Northeast India’s population density is only shades above that of, say, Manhattan. But here in the U.S., people are stacked dozens of stories high, whereas buildings in northeast Delhi really don’t exceed four or five stories. And the crush of so many people into small, sometimes unstable structures is tricky as it is, let alone in already cramped hospitals. At a maternity ward in the Swami Dayanand Medical Centre NPR reported enough beds – “30 or so” – to accommodate about as many women giving birth there each day. Some of them shared mattresses.

Then there’s the primary health center in Sunhaida, where some villagers predict the landmark birth will take place. A local shopkeeper’s wife has apparently been singled out as the mother. As the little one comes screaming through there will be fireworks lighting the sky.

via Jonah M. Kessel

Meanwhile, the Associated Press is reporting that over 30 people, mostly women and children, are feared drowned after a footbridge in northeast India collapsed on Saturday. The blowout is the second such catastrophe in a week, and a terrible reminder of the crushing tolls humanity’s masses are placing on aging and insufficient infrastructures.

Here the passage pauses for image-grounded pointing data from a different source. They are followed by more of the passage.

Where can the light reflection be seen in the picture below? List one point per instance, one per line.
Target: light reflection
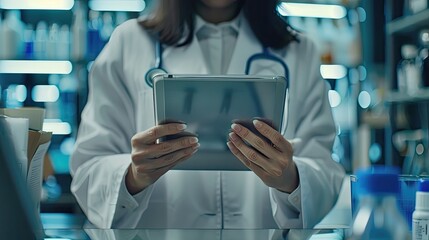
(57, 128)
(35, 67)
(333, 71)
(45, 93)
(37, 5)
(118, 6)
(312, 10)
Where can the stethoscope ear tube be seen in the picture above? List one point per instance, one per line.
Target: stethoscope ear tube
(152, 74)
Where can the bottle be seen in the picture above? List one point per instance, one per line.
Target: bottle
(52, 42)
(421, 212)
(94, 37)
(378, 216)
(63, 46)
(29, 42)
(79, 31)
(40, 40)
(12, 37)
(409, 79)
(424, 57)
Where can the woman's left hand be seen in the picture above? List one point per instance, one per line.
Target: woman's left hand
(272, 163)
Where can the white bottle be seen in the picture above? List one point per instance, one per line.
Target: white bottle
(421, 213)
(52, 43)
(40, 41)
(11, 34)
(79, 29)
(63, 46)
(409, 79)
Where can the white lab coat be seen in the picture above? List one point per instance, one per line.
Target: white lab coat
(120, 104)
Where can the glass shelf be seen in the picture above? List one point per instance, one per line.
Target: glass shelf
(409, 24)
(400, 97)
(35, 67)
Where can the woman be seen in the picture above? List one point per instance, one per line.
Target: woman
(123, 179)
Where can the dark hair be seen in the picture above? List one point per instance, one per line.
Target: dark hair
(174, 19)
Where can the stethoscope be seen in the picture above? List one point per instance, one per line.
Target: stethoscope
(264, 55)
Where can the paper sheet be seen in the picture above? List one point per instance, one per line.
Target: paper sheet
(34, 178)
(19, 131)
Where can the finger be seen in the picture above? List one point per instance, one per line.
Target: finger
(254, 167)
(151, 163)
(234, 150)
(163, 148)
(151, 135)
(174, 156)
(273, 135)
(253, 156)
(257, 142)
(157, 173)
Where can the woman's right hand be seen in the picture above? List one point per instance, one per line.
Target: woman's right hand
(150, 160)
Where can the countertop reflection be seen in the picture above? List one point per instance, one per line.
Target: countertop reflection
(191, 234)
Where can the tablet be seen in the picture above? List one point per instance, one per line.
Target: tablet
(210, 104)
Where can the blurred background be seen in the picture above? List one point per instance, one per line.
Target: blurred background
(374, 55)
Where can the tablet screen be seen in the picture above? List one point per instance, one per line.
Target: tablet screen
(209, 105)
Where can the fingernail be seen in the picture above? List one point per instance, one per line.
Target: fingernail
(181, 127)
(236, 127)
(232, 136)
(257, 123)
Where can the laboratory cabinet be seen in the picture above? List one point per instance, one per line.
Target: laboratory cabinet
(406, 135)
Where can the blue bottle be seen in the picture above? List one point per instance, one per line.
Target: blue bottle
(378, 216)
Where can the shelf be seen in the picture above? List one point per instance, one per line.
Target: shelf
(409, 24)
(117, 5)
(35, 67)
(399, 97)
(36, 5)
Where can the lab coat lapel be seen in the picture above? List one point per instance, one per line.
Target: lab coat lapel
(185, 60)
(247, 44)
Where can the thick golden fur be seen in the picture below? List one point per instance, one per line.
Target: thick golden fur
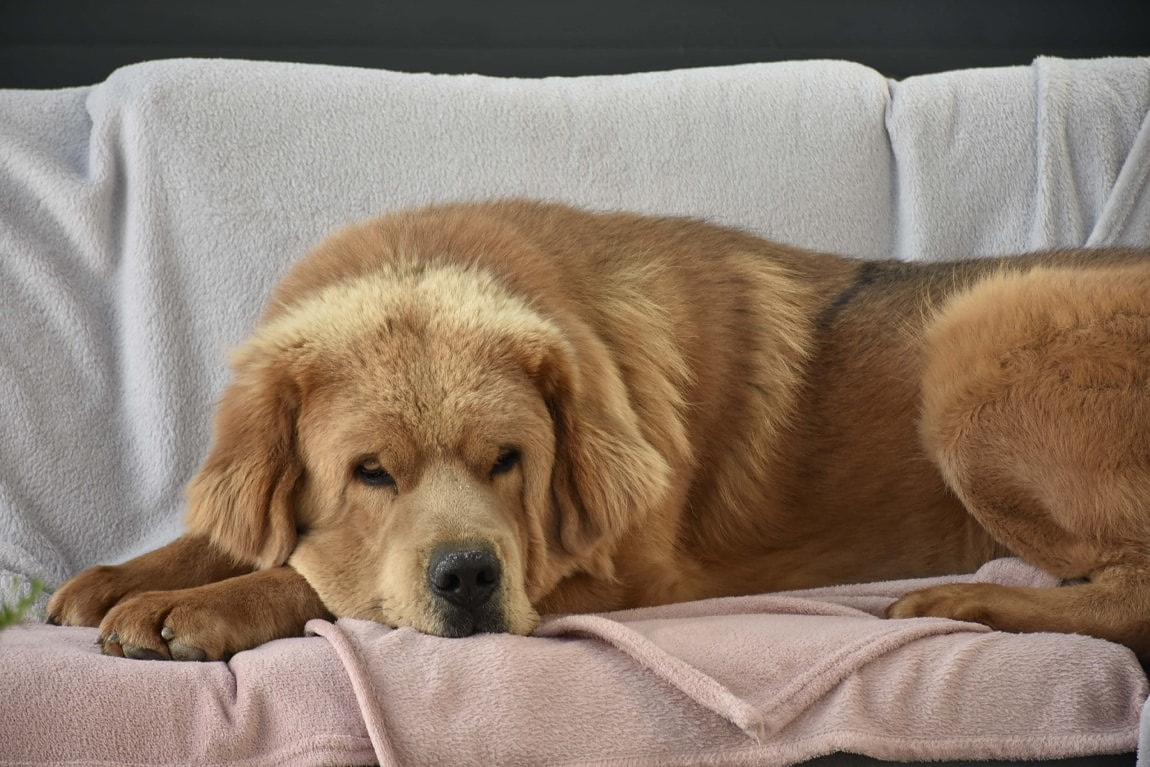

So our immediate and longer-term responses to today’s speculative birth, Nargis or not, the UNFPA’s report continues, will determine whether the future is “healthy, sustainable, and prosperous,” unmarked by stark inequality, potential climactic tumult and economic regress. The agency argues that empowering women and at-risk youth will raise floors across all societies.

At this point, though, it’s worth reminding that we’ll be tacking on another billion people through 2024. By then, “quintillion” might be the new “quadrillion” in everyday parlance. Crowd quakes could be so common that trampling threats are actual things that everyone is stressing balls over. India, we know, will be approaching 1.5 billion inhabitants, edging out China as world’s most populous country. Nargis will be a teenager.

You can stew on that one for a minute.